2025’s much anticipated Road Usage Charge (RUC) bill, from Rep. Jake Fey (D–Tacoma), has been introduced, with positive news for local governments.
HB 1921 (companion to SB 5726) establishes a new transportation revenue source for the state based on “motor vehicle use of public roadways.” It imposes a 2.6 cents per mile fee, due at the time of vehicle registration renewal, for the previous 12-month period. The fee amount was chosen to “maintain the same net level of revenue as the fuel tax rate generates today,” and will automatically increase if and when the motor vehicle fuel tax increases. To avoid double taxation through the gas tax and the RUC, vehicle owners will be credited for the amount they paid in gas tax over the 12-month period they are charged for the RUC.
Revenues from the program must be used for preservation and maintenance highway purposes only. The bill maintains the same distribution formulas of the state motor vehicle fuel tax, meaning cities and towns will receive 6% of RUC revenues.
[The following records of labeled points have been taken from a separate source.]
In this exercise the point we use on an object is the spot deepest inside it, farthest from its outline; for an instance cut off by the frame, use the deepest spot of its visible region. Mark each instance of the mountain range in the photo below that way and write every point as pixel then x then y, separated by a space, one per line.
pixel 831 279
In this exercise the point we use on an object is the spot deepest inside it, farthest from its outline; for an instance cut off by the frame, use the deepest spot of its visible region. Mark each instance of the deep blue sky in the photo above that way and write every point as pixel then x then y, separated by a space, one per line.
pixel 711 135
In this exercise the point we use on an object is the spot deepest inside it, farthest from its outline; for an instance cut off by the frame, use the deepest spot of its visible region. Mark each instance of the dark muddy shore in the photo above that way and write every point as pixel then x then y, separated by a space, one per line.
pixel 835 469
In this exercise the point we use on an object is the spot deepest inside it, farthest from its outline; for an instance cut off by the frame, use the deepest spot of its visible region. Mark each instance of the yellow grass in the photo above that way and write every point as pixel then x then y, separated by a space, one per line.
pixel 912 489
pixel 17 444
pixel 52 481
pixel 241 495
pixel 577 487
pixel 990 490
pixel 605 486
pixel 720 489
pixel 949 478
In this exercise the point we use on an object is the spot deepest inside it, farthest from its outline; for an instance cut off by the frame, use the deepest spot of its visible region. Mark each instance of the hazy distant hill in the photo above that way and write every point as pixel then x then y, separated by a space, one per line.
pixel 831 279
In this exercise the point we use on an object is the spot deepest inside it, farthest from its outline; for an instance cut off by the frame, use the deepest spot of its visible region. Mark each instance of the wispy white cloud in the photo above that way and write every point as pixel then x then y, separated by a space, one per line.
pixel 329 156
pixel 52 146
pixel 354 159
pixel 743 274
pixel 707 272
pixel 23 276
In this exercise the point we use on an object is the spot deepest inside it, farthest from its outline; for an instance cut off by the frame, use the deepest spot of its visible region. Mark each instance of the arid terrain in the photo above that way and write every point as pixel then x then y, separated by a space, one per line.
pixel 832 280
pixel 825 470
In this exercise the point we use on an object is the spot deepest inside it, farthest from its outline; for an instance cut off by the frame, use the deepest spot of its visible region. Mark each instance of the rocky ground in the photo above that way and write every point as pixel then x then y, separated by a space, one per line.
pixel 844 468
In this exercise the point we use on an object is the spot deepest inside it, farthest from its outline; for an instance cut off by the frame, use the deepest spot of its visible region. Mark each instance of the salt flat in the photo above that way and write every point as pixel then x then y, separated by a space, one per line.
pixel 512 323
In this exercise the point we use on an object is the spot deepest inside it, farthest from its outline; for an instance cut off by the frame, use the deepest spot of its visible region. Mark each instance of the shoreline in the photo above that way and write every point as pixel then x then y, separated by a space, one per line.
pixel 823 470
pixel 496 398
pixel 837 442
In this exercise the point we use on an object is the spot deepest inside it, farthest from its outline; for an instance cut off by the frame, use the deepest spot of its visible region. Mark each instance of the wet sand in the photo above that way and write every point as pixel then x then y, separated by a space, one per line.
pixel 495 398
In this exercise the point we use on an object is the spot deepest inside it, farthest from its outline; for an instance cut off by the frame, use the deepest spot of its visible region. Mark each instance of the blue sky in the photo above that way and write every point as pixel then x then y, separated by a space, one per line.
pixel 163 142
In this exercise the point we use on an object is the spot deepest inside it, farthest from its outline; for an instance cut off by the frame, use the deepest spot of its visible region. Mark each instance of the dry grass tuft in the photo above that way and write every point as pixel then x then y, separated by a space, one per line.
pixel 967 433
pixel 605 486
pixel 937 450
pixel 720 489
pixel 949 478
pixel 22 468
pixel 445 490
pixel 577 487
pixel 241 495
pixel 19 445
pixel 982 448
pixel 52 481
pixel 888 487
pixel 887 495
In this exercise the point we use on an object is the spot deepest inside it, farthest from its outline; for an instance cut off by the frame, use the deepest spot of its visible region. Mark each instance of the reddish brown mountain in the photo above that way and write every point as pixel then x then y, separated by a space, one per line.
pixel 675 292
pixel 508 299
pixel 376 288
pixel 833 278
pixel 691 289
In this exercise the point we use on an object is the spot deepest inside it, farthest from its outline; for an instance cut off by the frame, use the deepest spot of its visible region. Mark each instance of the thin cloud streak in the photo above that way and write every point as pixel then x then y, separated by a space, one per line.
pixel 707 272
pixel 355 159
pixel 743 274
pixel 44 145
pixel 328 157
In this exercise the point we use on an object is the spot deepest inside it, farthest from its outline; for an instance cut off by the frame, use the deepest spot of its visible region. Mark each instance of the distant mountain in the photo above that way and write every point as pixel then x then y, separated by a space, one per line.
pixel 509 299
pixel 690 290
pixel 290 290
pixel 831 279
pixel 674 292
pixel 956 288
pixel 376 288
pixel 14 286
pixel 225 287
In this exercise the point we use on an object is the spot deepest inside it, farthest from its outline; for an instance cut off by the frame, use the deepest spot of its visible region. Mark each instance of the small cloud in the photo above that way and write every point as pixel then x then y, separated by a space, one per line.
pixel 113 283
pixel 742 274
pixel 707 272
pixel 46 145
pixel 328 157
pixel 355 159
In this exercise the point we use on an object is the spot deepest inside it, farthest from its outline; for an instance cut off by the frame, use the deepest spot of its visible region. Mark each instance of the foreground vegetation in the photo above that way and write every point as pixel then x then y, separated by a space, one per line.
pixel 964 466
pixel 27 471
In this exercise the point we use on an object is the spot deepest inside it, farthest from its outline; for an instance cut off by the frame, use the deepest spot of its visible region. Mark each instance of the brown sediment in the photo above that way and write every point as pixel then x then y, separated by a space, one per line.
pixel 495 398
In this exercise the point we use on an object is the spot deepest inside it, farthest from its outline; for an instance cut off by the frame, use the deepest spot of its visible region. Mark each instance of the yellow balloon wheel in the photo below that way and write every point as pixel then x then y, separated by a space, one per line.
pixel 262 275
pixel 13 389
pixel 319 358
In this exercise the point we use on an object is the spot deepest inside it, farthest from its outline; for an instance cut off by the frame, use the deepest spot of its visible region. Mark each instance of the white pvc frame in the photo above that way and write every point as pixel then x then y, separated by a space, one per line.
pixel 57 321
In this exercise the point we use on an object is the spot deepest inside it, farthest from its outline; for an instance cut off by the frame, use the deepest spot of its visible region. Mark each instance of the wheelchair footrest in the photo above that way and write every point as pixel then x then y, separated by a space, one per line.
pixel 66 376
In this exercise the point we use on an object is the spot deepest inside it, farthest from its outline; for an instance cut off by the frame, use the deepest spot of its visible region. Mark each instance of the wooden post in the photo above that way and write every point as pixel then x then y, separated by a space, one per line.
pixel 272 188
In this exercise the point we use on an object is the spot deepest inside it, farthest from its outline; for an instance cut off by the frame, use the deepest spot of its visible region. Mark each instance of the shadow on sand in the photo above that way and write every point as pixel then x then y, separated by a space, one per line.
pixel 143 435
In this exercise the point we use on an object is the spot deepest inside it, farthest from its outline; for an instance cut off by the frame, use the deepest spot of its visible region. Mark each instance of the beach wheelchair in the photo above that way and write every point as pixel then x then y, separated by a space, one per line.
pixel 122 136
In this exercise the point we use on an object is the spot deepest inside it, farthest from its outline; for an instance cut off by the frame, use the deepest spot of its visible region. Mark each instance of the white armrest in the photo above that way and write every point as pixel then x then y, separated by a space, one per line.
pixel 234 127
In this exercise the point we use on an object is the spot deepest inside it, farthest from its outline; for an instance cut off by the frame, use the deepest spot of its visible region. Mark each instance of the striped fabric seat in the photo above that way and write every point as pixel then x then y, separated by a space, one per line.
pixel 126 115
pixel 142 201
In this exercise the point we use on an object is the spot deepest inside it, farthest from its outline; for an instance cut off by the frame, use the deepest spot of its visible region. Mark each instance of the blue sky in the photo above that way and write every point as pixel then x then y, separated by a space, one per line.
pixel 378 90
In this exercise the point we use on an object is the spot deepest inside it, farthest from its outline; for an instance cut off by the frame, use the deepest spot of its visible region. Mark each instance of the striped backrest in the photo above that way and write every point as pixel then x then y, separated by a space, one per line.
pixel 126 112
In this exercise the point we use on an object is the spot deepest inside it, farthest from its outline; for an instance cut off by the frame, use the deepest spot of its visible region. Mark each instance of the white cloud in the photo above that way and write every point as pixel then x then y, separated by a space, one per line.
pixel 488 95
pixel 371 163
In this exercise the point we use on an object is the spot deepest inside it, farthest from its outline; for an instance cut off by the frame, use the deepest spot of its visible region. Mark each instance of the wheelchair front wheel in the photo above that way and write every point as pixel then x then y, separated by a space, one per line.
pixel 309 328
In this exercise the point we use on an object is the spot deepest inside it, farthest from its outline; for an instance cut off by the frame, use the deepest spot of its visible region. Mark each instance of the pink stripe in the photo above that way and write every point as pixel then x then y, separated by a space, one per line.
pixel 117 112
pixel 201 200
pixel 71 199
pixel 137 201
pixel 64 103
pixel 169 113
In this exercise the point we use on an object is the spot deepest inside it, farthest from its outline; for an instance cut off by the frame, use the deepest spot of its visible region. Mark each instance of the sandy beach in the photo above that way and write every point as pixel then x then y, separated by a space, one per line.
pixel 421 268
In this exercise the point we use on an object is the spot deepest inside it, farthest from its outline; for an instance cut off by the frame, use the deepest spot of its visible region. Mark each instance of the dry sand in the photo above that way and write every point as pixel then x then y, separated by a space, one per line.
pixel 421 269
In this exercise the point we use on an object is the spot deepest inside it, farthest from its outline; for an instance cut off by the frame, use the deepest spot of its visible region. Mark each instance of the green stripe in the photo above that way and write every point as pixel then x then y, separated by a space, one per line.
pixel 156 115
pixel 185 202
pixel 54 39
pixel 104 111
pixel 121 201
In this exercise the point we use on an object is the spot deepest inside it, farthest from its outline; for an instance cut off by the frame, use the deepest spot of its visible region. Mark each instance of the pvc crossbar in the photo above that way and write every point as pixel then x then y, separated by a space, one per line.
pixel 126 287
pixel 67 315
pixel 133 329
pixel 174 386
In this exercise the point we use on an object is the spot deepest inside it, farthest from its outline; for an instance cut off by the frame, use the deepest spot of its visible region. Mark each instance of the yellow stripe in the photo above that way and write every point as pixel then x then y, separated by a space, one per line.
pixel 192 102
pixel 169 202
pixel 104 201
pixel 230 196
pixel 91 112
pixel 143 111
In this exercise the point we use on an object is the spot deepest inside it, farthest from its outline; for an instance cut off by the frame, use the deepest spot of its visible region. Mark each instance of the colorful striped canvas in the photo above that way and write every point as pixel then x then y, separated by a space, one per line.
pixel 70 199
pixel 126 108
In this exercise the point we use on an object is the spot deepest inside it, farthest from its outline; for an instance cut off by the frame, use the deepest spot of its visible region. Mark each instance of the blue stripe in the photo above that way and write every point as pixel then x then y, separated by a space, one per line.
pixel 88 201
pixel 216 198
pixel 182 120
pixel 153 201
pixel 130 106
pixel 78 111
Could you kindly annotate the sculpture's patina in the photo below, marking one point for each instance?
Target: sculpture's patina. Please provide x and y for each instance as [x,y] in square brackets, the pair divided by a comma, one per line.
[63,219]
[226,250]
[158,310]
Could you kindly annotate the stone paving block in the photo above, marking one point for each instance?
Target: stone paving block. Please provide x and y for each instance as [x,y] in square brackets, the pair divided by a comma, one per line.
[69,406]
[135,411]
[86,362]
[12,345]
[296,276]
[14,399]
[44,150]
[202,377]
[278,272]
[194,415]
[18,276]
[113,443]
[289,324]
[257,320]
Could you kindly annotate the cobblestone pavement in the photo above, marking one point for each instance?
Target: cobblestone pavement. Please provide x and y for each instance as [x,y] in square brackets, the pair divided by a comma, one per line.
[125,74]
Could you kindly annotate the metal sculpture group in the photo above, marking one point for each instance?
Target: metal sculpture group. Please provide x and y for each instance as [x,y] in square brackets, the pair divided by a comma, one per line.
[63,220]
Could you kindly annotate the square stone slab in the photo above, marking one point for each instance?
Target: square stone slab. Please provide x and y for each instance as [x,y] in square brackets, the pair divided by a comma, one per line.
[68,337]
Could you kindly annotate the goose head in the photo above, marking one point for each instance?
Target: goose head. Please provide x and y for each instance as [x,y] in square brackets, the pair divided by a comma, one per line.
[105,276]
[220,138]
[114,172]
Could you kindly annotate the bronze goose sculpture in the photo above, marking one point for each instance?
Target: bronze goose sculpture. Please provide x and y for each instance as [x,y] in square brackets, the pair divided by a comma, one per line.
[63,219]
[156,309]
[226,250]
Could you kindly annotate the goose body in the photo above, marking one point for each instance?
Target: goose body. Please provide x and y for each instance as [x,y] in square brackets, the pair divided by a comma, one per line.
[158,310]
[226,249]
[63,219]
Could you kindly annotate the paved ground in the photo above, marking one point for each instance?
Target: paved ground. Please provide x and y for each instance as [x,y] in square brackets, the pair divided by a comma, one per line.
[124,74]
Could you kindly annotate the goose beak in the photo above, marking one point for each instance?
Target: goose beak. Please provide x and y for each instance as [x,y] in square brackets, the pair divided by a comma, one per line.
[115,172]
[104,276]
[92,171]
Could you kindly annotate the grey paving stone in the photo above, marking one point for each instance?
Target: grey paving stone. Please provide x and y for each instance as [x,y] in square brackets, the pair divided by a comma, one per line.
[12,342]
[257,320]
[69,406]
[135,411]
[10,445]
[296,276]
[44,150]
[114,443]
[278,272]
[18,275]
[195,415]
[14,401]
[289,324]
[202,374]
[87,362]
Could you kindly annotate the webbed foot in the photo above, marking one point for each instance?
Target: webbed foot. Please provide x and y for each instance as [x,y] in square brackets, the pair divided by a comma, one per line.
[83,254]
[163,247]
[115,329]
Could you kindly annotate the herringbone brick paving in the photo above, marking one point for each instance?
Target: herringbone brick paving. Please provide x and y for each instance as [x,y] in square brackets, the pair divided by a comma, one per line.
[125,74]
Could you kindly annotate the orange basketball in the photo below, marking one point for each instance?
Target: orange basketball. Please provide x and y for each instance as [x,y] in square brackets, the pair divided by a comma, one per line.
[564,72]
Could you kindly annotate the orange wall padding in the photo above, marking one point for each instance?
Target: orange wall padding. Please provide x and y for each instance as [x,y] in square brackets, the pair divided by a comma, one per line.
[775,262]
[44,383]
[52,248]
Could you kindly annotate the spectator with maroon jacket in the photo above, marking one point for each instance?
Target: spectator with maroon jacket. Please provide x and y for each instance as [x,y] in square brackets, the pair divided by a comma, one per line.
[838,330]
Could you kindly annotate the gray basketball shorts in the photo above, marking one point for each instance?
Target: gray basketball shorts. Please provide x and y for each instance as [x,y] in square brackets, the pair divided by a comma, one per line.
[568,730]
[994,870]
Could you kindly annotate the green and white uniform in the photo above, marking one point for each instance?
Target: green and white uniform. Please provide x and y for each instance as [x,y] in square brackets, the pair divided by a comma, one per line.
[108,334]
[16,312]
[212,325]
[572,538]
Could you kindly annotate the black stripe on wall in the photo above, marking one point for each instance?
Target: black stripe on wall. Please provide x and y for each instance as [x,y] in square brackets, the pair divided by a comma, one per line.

Unlike previous RUC proposals, HB 1921 includes a 10% assessment on all participating vehicles once the program becomes mandatory. The assessment is designed to generate funds to support the state’s multimodal transportation system to mitigate the demands placed on the roadway system. Proceeds may be used for rail, bicycle, pedestrian and public transportation.
The RUC is phased in over time, beginning as a voluntary program for electric and hybrid vehicles (EVs) from FY 2027-’29. The state’s EV registration fees are waived for program participants. The voluntary program kicks in beginning FY 2029-’31 for internal combustion engine vehicles (ICEVs) with a fuel economy rating of 20 miles per gallon or higher. Eligible vehicles are those that can travel faster than 35 mph and weigh 10,000 pounds or less.
The program becomes mandatory beginning in FY 2029 for EVs. For ICEVs, the mandatory program is phased in each year based on fuel economy ratings, beginning FY 2031 for ICEVs with 40 miles per gallon or higher, the economy rating diminishing at regular intervals each year through FY 2035.
The program will be administered by the Dept. of Licensing (DOL). Participants must report miles driven through periodic odometer mileage submissions. DOL may offer vehicle owners options for automated reporting methods.
Currently, the Transportation Improvement Board (TIB) receives 15% of the proceeds of the electric vehicle fee after the first $1 million is collected; however, the EV fee waivers provided in the bill would reduce these proceeds. Unfortunately, as written, the bill does not contemplate an adjustment to ensure that investments into TIB are maintained. Cities rely heavily on TIB to support and fund transportation projects like pavement preservation.
Personal privacy concerns are addressed in the bill by prohibiting DOL from collecting geographic location information, unless the vehicle owner provides express, written consent to reporting such information. DOL is also charged with implementing and maintaining “reasonable security procedures and practices to protect” vehicle owner information.
The bill includes several other provisions, including:
- Exemptions from the RUC.
- Direction to DOL and the state Transportation Commission to conduct public outreach and education regarding the RUC.
- Direction to the Joint Transportation Committee to study various aspects of the RUC, including exploring “possible local jurisdiction revenue-generating mechanisms that could be used to complement the RUC.”
- Instructions for DOL’s, county auditors’ and other agents’ management of vehicle sales and title transfers as they relate to the RUC.
AWC supports the bill and encourages cities and towns to sign in support as well.
Date to remember
HB 1921 is scheduled for public hearing in the House Transportation Committee on Thursday, February 13, at 4 pm.